- Theatrical poster
- Directed by: Partho Ghosh
- Written by: Amit Khan
- Produced by: Rachna Sunil Singh; Agastyaa Singh;
- Starring: Jackie Shroff; Manisha Koirala; Nikita Anand; Moammar Rana; Rozza Catalona;
- Cinematography: Damodar Naidu; Kumud Verma;
- Music by: Gulam Khan; Arvinder Singh; Anand Raj Anand; Sawann Donirya;
- Release date: 11 June 2010;
- Country: India
- Language: Hindi
- Budget: ₹2.75 crore
- Box office: ₹44 lakh

= Ek Second... Jo Zindagi Badal De? =

Ek Second ... Jo Zindagi Badal De ... is a 2010 Bollywood drama film, directed by Partho Ghosh featuring veteran Bollywood actors Jackie Shroff and Manisha Koirala in lead roles. The film also stars Pakistani actor, Moammar Rana, Nikita Anand and Rozza Catalona. This film is inspired by the 1998 British-American romantic comedy-drama film Sliding Doors.

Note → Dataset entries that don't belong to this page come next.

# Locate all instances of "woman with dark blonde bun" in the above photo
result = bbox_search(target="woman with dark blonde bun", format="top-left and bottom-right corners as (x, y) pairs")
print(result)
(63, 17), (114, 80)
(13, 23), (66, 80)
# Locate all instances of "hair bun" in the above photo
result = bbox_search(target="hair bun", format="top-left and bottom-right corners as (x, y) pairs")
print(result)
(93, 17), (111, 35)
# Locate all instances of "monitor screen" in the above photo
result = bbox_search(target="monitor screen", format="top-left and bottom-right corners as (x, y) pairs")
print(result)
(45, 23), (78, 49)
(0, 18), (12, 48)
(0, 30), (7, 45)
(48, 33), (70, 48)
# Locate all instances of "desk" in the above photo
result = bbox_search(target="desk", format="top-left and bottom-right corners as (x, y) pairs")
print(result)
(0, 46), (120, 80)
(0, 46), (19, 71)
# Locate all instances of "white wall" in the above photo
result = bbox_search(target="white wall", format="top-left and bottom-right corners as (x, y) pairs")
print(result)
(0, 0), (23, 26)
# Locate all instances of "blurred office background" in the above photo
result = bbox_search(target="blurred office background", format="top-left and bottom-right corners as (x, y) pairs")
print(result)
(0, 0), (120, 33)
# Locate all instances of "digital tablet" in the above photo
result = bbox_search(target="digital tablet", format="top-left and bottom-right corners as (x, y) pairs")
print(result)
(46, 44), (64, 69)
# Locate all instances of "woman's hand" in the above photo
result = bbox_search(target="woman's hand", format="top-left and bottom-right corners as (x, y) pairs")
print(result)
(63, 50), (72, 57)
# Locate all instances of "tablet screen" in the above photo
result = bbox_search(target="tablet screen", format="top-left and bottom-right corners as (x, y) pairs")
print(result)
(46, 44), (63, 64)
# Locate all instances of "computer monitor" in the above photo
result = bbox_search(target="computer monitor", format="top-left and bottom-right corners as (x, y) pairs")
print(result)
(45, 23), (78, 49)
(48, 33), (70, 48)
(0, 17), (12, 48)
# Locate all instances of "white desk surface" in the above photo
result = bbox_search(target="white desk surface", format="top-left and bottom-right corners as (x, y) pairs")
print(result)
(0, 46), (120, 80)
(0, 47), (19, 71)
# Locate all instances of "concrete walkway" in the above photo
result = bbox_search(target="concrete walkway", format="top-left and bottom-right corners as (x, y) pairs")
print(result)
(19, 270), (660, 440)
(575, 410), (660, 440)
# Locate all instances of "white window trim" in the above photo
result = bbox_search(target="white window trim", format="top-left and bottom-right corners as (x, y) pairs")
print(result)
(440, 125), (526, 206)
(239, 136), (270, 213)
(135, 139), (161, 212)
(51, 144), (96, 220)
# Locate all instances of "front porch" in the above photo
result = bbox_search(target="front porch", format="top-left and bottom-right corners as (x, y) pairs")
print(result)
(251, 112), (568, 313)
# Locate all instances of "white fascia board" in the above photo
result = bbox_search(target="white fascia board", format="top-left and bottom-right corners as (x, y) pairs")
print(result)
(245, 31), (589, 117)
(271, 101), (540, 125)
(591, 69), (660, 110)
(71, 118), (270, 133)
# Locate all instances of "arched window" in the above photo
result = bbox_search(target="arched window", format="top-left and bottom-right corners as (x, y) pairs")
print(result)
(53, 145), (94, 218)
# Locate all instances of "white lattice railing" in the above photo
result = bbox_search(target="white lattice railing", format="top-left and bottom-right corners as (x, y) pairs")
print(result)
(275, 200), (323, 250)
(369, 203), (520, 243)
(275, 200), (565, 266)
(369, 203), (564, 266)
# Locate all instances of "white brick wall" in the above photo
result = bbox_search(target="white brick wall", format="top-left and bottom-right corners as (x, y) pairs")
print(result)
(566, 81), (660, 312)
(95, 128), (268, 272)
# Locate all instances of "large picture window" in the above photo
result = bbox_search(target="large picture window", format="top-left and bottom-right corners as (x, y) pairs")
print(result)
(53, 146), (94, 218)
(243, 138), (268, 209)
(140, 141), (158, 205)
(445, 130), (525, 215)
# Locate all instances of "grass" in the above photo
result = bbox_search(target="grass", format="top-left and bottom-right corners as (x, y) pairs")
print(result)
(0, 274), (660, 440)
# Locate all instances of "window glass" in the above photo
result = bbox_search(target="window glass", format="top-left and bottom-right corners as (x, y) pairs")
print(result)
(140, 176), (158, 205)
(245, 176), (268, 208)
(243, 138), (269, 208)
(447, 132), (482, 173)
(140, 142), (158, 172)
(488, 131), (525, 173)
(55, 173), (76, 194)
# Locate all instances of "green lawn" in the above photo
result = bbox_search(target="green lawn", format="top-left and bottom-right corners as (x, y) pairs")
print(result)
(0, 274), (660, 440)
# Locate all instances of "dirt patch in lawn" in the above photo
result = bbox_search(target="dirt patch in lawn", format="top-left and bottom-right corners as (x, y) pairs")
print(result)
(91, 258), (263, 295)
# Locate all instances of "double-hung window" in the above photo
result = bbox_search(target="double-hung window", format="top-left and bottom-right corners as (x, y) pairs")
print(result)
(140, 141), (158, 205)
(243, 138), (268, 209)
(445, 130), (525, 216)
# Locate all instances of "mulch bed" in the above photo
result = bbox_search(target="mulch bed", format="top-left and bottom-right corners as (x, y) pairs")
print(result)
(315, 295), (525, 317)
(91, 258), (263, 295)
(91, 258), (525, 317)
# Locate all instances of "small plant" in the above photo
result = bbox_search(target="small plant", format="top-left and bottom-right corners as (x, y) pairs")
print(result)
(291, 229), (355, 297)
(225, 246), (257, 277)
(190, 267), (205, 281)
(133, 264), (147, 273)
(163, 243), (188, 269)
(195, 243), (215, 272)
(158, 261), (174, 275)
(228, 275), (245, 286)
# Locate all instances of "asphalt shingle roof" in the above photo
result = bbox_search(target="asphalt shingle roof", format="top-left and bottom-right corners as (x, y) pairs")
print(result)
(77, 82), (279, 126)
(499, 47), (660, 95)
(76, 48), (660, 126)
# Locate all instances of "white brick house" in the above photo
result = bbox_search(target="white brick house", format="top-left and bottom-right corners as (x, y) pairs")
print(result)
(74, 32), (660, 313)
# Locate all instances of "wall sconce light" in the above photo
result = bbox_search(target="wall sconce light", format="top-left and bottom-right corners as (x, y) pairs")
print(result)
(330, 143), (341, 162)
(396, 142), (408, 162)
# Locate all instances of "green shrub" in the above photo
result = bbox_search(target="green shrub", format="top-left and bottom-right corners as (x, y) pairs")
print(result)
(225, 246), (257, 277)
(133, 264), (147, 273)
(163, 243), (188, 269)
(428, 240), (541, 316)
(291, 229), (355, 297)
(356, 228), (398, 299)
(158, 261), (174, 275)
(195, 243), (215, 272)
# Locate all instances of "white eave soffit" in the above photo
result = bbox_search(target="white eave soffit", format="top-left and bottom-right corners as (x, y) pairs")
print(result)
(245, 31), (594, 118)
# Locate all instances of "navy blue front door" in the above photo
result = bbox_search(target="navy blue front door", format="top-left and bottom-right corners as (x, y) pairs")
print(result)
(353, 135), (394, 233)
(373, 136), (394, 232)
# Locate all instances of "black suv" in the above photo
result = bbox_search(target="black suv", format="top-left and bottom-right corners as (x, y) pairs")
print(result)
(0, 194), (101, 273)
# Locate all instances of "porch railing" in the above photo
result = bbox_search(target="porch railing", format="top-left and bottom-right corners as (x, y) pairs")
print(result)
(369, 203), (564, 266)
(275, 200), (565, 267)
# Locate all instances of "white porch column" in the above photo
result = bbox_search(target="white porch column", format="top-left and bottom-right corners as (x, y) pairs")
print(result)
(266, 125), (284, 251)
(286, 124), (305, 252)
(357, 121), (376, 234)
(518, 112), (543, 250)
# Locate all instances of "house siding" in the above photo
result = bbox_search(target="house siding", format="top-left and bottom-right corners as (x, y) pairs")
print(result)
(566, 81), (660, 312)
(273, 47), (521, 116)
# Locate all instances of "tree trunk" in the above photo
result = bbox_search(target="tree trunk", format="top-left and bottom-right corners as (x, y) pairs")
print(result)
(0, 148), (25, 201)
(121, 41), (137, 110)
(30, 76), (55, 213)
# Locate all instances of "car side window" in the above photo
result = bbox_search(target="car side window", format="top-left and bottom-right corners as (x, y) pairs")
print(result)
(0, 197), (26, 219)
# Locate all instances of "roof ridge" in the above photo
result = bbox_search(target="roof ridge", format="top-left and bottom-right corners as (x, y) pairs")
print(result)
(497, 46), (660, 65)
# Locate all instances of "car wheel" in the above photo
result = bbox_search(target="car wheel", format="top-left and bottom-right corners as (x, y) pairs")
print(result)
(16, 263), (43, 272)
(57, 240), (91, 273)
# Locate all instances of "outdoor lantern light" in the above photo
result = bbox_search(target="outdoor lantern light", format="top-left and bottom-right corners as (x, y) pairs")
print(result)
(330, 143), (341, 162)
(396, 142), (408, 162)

The film is Saroj Entertainment Pvt. Ltd.'s first home production.

==Plot==
There is a proverb that says that whatever is written in one's destiny in some way or another actually happens. But if we fight against it and make the incident happen in a different way, then what? This film follows Rashi (Manisha Koirala), a woman who doesn't know what her destiny has written for her. One day she gets fired from her job and is now ready to leave on the next train, but in that one second that she has to decide whether to take the train or not to, she chooses not to. From then on, the film follows.

==Cast==
- Jackie Shroff as Yuvraaj Sanghi
- Manisha Koirala as Raashi
- Moammar Rana as Shantanu Roy
- Nikita Anand as Tamanna
- Rozza Catalona as Rozza

==Soundtrack==
- "Hota Hai Har Faisala Ek Second Mein" - sung by Adnan Sami with female background vocals and English lyrics penned and sung by Shashika Mooruth.
- "Hota Hai Har Faisala Ek Second Mein" - Remix sung by Adnan Sami with female background vocals and English lyrics penned and sung by Shashika Mooruth.